La situation reste donc compliquée sur le front de l’activité internationale.

Les déceptions récentes interrogent la FED

Les minutes du dernier FOMC de la FED sont globalement en ligne avec le communiqué publié immédiatement après le conseil de politique monétaire des 28 et 29 avril, en d’autres termes elles ne nous disent rien sur l’évolution à venir des taux directeurs, à la précision près, qu’une hausse est jugée peu probable en juin. Au-delà, les décisions se prendront à chaque comité en fonction des développements observés sur le front de l’activité, du marché du travail, des tendances inflationnistes et des marchés financiers…

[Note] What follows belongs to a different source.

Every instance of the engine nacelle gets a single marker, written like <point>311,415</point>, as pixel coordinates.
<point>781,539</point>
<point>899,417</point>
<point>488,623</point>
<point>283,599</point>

Plus intéressante, toutefois, est la section sur les risques assortis aux prévisions de moyen terme sur l’économie américaine après les mauvaises surprises de ces derniers mois. Car si les minutes soulignent la responsabilité d’éléments transitoires à l’origine du ralentissement observé, elles consacrent également une bonne place aux risques que des facteurs plus durables puissent affecter les perspectives. La frilosité des consommateurs est notamment citée comme susceptible de modifier la perception à moyen terme de l’économie américaine. Nous reprenons ici quelques lignes des minutes sur ces sujets:
« A number of participants suggested that the damping effects of the earlier appreciation of the dollar on net exports or of the earlier decline in oil prices on firms’ investment spending might be larger and longer-lasting than previously anticipated. In addition, the expected boost to household spending from lower energy prices had apparently so far not materialized, highlighting the possibility of less underlying momentum in consumer expenditures than participants had previously judged. Some participants expressed particular concern about this prospect, as their expectations of a moderate expansion of economic activity in the medium term, combined with further improvements in labor market conditions, rested largely on a scenario in which consumer spending grows robustly despite softness in other components of aggregate demand. Participants discussed downside risks to economic growth, and a few indicated that, in their assessment, such risks had risen since the March meeting. »
 
La question est également posée sur le niveau du taux d’intérêt réel d’équilibre des Fed Funds, susceptible d’être beaucoup plus bas que par le passé.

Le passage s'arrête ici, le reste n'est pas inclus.